A confirmarem-se as suspeitas, os portugueses serão confrontados com a probabilidade de, durante vários anos, terem eleito e sido governados por alguém que abusou dos cargos e da confiança pública para enriquecer pessoalmente. Sim, os regimes são mais do que as pessoas. Mas são também as pessoas. Repito: asseveradas as alegações, como conseguirão os cidadãos confiar outra vez num regime cuja classe política não parece ter meios ou disposição para escrutinar, filtrar e excluir os menos idóneos? A distância em relação aos actuais políticos tornar-se-ia, para muitos cidadãos, uma questão de higiene e de segurança. Que perspectivas não ficariam assim abertas para outros protagonistas e outras ideias?

A degradação do regime pode ainda ser acelerada pela própria oligarquia política: basta que decida processar este caso judiciário nos termos labregos do tribalismo. Seria assim: de um lado, os correligionários do ex-primeiro ministro, decididos a interpretar uma eventual acusação e condenação como prova de que a justiça o persegue; do outro lado, os seus adversários, preparados para deplorar qualquer arquivamento ou absolvição como a prova de que a justiça o protegeu. Se a oligarquia se dividir desta maneira, é certo que uma parte dela passará a ter razões para declarar o regime viciado a favor da outra parte. Alguns oligarcas serão mesmo tentados a candidatar-se a fundadores de outra situação. É assim que geralmente acabam os regimes.

Não é impossível que aconteça. Mas, neste momento, parece ser difícil de imaginar, a não ser como catástrofe total. Porquê? Porque a oligarquia do actual regime nos ensinou, ao longo dos anos, que o fim deste regime tinha de significar uma nova ditadura, ou até o “regresso do fascismo”. Não tem de ser nada disso. Para começar, convém distinguir entre “regime” no sentido dos grandes princípios e mecanismos da democracia constitucional e da integração europeia, e “regime” no sentido de um certo pessoal político e da sua maneira de se relacionar entre si e com o país. Ora, o pessoal e o sistema político podem mudar, sem que isso comprometa necessariamente a democracia ou a integração europeia.
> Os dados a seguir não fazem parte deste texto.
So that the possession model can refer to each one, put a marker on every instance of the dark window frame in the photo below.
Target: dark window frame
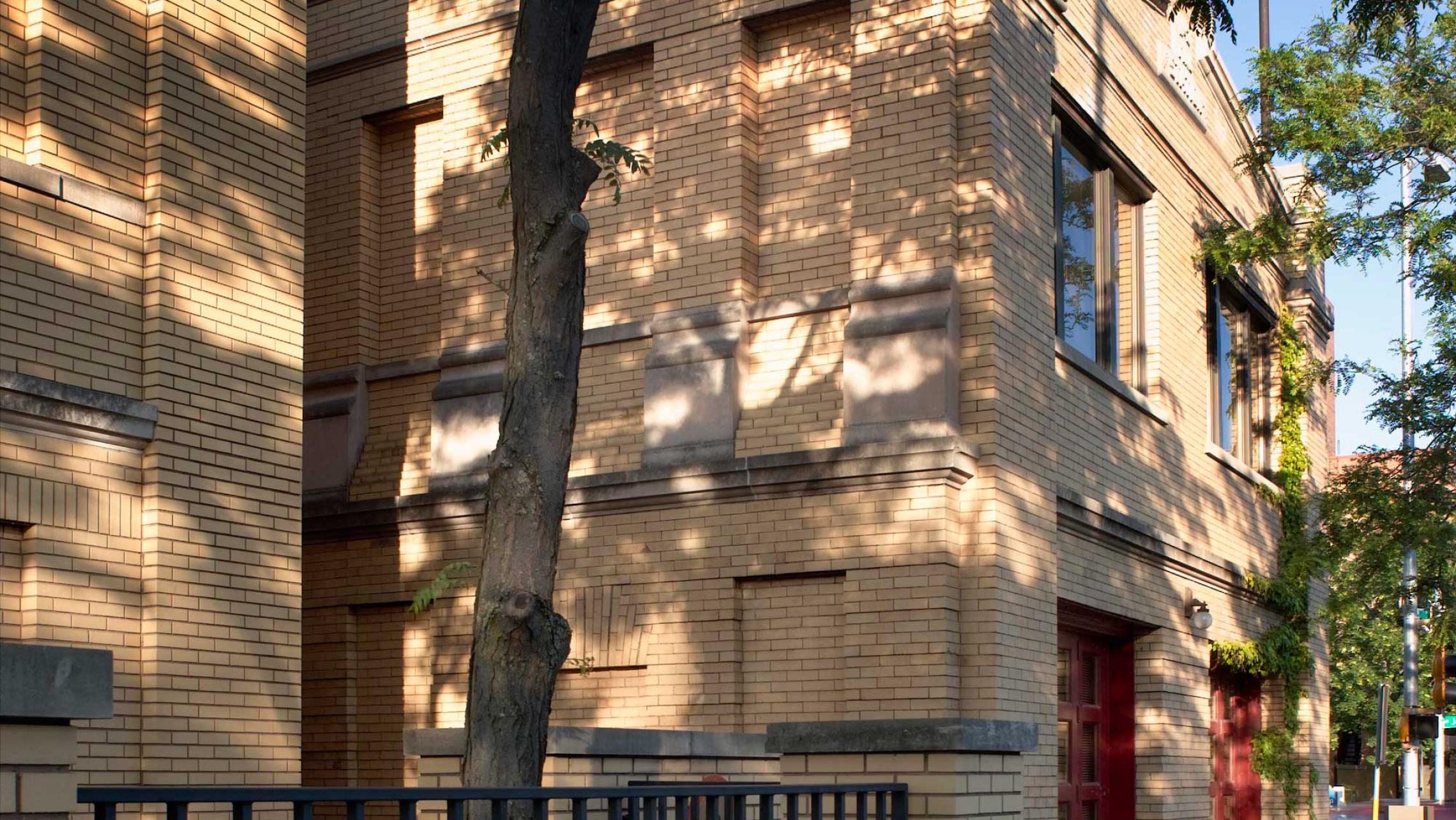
(1111, 174)
(1250, 354)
Aconteceu em França em 1958, com a passagem da IV para a V República: a França adquiriu uma nova constituição e um novo sistema político, desenvolveu novos partidos, etc., mas continuou a ser uma democracia e parte da então Comunidade Económica Europeia.

O “fim do regime” em Portugal não tem de equivaler, portanto, à passagem para uma qualquer ditadura luso-tropical. A democracia em Portugal foi até agora, para o bem e para o mal, estes políticos, estes partidos, este sistema eleitoral, e este equilíbrio dos órgãos de soberania. Mal seria se tivesse de ser assim para todo o sempre. É possível falar de um novo “regime” no sentido de uma nova fase da democracia, da mesma maneira que os franceses falam do “regime da V República”.

Mas o fim de um regime pressupõe forças para construir outro. Haverá em Portugal essas forças – outras pessoas, outras disponibilidades, outros meios — para refundar a democracia, como o general De Gaulle fez em 1958 em França, perante o descalabro militar e financeiro da IV República? Não sabemos. Existe, portanto, uma perspectiva sinistra: é que o país, perante o espectáculo de tantos “casos” político-financeiros, passe a desprezar esta oligarquia e estas instituições, mas sem nada para lhes substituir, sem alternativa, porque nunca serão alternativa meia dúzia de populistas de televisão e uns quantos saudosos do Gulag e do muro de Berlim. Continuaríamos, assim, a escolher governantes no menu actual, mas cada vez mais compenetrados de que iríamos ser sempre mal servidos. Neste caso, não é o regime que está em risco. É o país, destinado ao que só pode ser um arrastado exercício de cinismo e decadência. Há vida para além de Sócrates?